La rosa mosqueta, conocida científicamente como Rosa canina, es un arbusto silvestre originario de Europa, África del Norte y Asia Occidental. En Sudamérica, especialmente en Chile y Argentina, esta planta se ha adaptado de manera excelente y, en algunas regiones, incluso se considera una especie invasora. La rosa mosqueta es especialmente valorada en la industria cosmética por su aceite, obtenido a partir de las semillas de sus frutos, que ofrece múltiples beneficios tanto para la piel como para el organismo.

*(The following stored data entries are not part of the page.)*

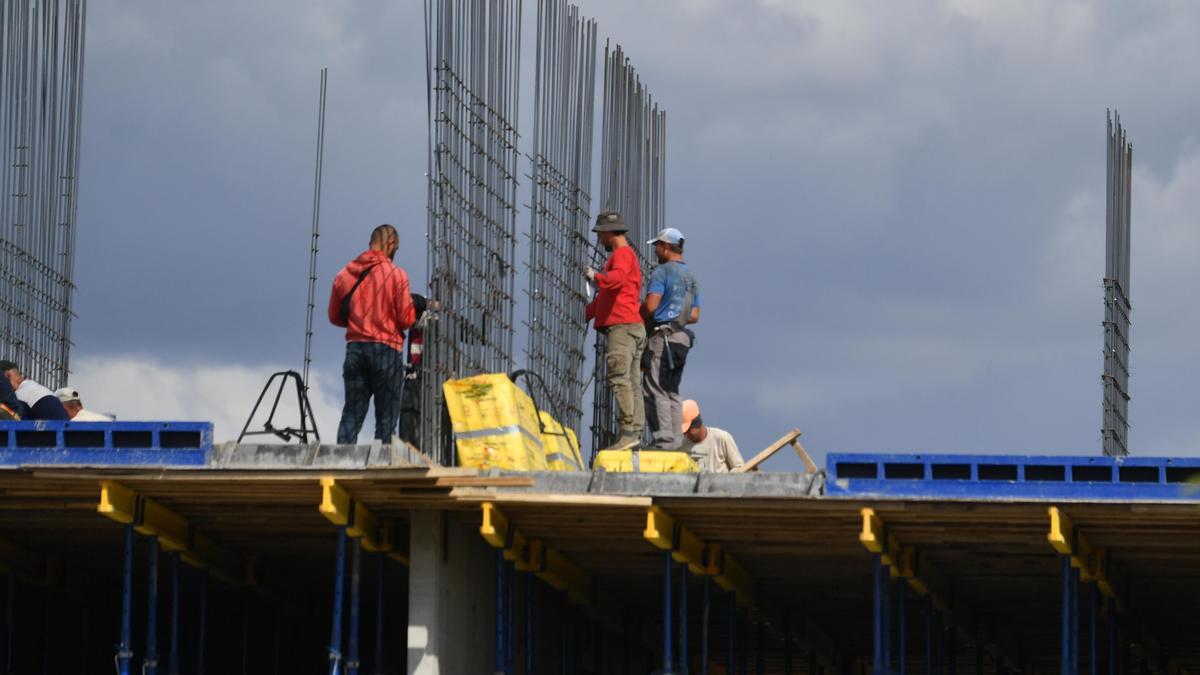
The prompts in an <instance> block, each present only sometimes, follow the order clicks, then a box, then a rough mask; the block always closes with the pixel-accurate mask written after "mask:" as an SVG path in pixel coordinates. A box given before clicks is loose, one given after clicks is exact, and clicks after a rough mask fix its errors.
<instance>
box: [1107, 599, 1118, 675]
mask: <svg viewBox="0 0 1200 675" xmlns="http://www.w3.org/2000/svg"><path fill="white" fill-rule="evenodd" d="M1108 607H1109V620H1108V628H1109V675H1116V671H1117V601H1116V599H1115V598H1108Z"/></svg>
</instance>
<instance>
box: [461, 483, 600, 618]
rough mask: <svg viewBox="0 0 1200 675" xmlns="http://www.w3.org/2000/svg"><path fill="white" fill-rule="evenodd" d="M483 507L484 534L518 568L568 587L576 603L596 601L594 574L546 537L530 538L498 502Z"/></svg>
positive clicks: (585, 603)
mask: <svg viewBox="0 0 1200 675" xmlns="http://www.w3.org/2000/svg"><path fill="white" fill-rule="evenodd" d="M480 508H481V509H482V514H484V521H482V524H481V525H480V527H479V533H480V536H482V537H484V540H485V542H487V543H488V544H491V545H492V546H493V548H497V549H500V550H503V555H504V558H505V560H511V561H514V567H515V568H516V569H518V571H521V572H533V573H534V575H536V577H538V578H539V579H541V580H542V581H545V583H547V584H550V585H551V586H553V587H554V589H558V590H560V591H565V592H566V596H568V598H569V599H570V601H571V602H574V603H576V604H586V605H590V604H592V603H593V598H592V586H593V584H592V575H590V574H588V573H587V572H586V571H583V568H581V567H580V566H577V565H575V563H574V562H572V561H571V560H570V558H568V557H566V556H564V555H562V554H560V552H559V551H557V550H556V549H553V548H552V546H550V545H548V544H546V542H544V540H542V539H536V538H526V537H524V536H523V534H522V533H521V532H520V530H518V528H517V527H516V525H515V524H512V522H511V521H510V520H509V518H508V516H506V515H504V513H503V512H500V509H499V508H497V506H496V504H493V503H491V502H484V503H482V504H481V506H480Z"/></svg>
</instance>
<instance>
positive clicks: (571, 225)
mask: <svg viewBox="0 0 1200 675" xmlns="http://www.w3.org/2000/svg"><path fill="white" fill-rule="evenodd" d="M595 72H596V24H595V22H594V20H590V19H587V20H584V19H582V18H581V17H580V10H578V7H576V6H575V5H569V4H568V2H566V0H539V1H538V58H536V77H535V80H534V126H533V143H534V150H533V156H532V157H530V162H532V165H533V169H532V172H533V173H532V175H530V177H529V178H530V181H532V192H530V207H529V213H530V219H529V220H530V232H529V263H528V265H529V322H528V327H529V346H528V348H527V350H526V354H527V357H528V359H529V369H530V370H532V371H534V372H536V374H539V375H540V376H541V380H542V381H544V382H545V384H546V394H547V395H548V396H550V398H551V399H553V401H552V404H553V405H552V406H551V410H552V411H553V412H554V413H556V414H559V416H562V419H559V422H562V423H563V424H565V425H566V426H569V428H571V429H575V430H578V429H580V424H581V423H582V420H583V407H582V406H583V387H584V384H583V378H582V375H583V362H584V353H583V347H584V341H586V339H587V324H586V316H584V310H586V304H587V300H588V298H587V295H586V293H584V271H586V269H587V265H588V263H590V262H592V245H590V243H589V235H588V233H589V229H590V228H589V225H590V215H589V207H590V202H592V196H590V193H589V191H590V185H592V131H593V119H594V114H595V113H594V109H595Z"/></svg>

Principales beneficios para la piel
Los beneficios de la rosa mosqueta son numerosos, y se debe principalmente a su rica composición en ácidos grasos esenciales, antioxidantes y vitaminas. Algunos de sus principales beneficios son:
Despigmentante
Alto contenido de provitamina A: La rosa mosqueta posee un elevado nivel de provitamina A, que puede ser convertida en vitamina A en el organismo. Esta característica permite aclarar las manchas oscuras de la piel al incrementar la renovación celular. Las células pigmentadas son reemplazadas, unificando así el tono de la piel.
Eficaz contra las manchas solares: Utilizada en pieles con manchas oscuras causadas por la exposición al sol, la rosa mosqueta ayuda a uniformizar el tono de la piel y es efectiva también en pieles foto-envejecidas, con queratosis y manchas causadas por medicamentos o cambios hormonales.
Exfoliante natural: El aceite de rosa mosqueta actúa como un exfoliante natural que puede dar brillo a una piel apagada y desvitalizada. Además, sus propiedades astringentes reducen el tamaño de los poros, ayudando así a aclarar la piel.